Communiqué de presse - 2010-52 QPC

Décision n° 2010-52 QPC du 14 octobre 2010 - Compagnie agricole de la Crau [Imposition due par une société agricole]

Compagnie agricole de la Crau [Imposition due par une société agricole]

Le Conseil constitutionnel a été saisi le 15 juillet 2010 par le Conseil d'État, dans les conditions prévues à l'article 61-1 de la Constitution, d'une question prioritaire de constitutionnalité (QPC) posée par la Compagnie agricole de la Crau. Cette question portait sur la conformité aux droits et libertés que la Constitution garantit de la loi du 30 avril 1941 portant approbation de deux conventions passées entre le ministre secrétaire d'État à l'agriculture et ladite compagnie.

La compagnie agricole de la Crau a en charge la mise en valeur de la Crau. Ces conventions avec l'État, approuvées par la loi de 1941, lui imposent de reverser à l'État 25 % de son bénéfice net global.
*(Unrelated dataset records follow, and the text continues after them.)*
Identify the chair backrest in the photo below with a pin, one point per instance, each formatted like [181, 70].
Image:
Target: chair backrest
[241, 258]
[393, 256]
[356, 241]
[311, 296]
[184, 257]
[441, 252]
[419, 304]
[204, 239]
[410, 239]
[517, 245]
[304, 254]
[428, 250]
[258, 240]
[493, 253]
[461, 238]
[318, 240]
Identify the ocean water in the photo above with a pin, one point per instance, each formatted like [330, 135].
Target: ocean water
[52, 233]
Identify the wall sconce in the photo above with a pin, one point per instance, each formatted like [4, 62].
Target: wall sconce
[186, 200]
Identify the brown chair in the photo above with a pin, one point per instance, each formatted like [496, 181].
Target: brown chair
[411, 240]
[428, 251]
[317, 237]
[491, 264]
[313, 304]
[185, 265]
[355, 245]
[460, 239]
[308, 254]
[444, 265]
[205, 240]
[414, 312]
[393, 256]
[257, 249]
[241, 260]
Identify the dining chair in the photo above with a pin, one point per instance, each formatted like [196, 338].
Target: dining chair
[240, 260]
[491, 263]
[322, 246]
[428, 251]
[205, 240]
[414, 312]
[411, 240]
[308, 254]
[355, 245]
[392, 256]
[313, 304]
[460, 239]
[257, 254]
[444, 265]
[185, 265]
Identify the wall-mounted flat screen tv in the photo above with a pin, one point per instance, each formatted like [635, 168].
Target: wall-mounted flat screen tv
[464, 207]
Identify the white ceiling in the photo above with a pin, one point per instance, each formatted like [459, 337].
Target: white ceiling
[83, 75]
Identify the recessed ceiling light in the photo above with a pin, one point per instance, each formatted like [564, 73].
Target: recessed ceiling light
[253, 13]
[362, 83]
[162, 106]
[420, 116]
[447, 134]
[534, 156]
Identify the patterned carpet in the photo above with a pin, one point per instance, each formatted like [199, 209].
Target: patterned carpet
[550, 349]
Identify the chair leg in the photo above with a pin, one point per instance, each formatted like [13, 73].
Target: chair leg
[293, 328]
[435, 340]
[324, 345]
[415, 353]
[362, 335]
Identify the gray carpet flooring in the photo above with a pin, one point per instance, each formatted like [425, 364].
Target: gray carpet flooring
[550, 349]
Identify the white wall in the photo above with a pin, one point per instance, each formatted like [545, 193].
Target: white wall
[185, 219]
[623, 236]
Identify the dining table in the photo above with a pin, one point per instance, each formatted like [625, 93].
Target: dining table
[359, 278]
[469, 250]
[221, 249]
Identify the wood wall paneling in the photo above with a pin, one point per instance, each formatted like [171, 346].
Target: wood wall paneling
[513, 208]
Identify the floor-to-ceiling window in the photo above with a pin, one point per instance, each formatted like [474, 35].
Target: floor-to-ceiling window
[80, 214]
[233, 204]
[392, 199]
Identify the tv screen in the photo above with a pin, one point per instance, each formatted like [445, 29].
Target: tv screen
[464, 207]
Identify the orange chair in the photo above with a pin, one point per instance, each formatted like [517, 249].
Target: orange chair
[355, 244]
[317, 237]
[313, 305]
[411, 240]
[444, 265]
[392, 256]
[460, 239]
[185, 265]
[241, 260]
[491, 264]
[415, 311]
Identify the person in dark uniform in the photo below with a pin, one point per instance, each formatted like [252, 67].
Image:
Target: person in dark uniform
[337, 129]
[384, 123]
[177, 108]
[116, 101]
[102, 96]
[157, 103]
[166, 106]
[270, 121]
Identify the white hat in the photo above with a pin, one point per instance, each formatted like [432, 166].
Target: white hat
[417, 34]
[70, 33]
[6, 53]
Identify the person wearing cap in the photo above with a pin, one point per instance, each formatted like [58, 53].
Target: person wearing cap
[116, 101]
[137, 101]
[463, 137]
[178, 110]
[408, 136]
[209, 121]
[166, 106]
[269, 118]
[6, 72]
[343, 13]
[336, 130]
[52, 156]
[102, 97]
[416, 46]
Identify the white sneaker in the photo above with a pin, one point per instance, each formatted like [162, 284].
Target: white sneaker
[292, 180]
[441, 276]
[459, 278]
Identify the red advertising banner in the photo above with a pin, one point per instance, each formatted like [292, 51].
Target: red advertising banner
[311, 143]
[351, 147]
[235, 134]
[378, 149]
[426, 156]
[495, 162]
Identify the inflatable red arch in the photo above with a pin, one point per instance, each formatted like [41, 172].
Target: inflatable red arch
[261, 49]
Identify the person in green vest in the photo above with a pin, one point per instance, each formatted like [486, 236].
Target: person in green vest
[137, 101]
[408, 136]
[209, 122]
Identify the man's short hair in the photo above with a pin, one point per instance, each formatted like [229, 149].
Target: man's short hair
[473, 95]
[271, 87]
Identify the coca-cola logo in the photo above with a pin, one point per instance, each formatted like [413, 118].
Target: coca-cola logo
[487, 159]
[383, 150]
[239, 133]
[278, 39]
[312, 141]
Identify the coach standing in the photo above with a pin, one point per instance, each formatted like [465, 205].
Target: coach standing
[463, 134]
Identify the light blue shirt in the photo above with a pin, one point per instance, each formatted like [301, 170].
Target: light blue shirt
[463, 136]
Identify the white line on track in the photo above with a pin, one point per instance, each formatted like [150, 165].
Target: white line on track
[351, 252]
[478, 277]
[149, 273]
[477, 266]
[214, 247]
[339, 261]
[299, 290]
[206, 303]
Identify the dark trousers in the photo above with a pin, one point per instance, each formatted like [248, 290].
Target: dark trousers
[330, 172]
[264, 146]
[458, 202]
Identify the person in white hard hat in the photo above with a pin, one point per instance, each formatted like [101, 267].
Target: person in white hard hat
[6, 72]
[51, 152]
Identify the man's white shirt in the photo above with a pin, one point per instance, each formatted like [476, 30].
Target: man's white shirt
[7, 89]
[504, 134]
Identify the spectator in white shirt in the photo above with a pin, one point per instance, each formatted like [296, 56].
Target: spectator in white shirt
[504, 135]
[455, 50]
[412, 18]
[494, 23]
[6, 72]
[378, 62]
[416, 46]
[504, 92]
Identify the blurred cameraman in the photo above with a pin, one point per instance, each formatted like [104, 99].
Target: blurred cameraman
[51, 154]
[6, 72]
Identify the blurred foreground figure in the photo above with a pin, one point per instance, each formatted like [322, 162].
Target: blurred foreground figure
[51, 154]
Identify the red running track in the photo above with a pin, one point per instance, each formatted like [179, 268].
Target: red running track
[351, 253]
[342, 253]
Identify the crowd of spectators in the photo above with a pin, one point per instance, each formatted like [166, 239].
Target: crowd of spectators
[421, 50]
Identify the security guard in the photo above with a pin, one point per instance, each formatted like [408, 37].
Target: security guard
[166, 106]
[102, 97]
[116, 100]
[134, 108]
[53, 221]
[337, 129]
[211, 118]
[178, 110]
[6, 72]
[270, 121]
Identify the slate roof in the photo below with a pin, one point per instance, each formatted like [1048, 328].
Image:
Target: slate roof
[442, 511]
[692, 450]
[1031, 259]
Le Conseil constitutionnel a rappelé sa jurisprudence selon laquelle, à l'occasion d'une QPC, tout justiciable peut contester la constitutionnalité de la portée effective qu'une interprétation jurisprudentielle constante confère à une disposition législative. En l'espèce, par une décision devenue définitive en date du 27 juillet 2009, le Conseil d'État avait jugé que la loi de 1941 a mis à la charge de la Compagnie agricole de la Crau un prélèvement obligatoire de caractère fiscal. C'est la loi de 1941 ainsi interprétée dont le Conseil constitutionnel devait apprécier la conformité à la Constitution.

Le prélèvement fiscal supplémentaire de 25 % du bénéfice net global conduisait à ce que la Compagnie agricole de la Crau soit traitée différemment par rapport aux autres sociétés agricoles. Cette différence de traitement ne reposait pas sur des critères objectifs et rationnels. Le Conseil a donc censuré l'article 1er de la loi de 1941 comme constitutif d'une rupture caractérisée de l'égalité devant les charges publiques.

Cette déclaration d'inconstitutionnalité est la première que le Conseil constitutionnel prononce dans le cadre d'une QPC en matière fiscale. Elle prend immédiatement effet et permet à la société requérante de l'invoquer à l'encontre des prélèvements non encore atteints par la prescription.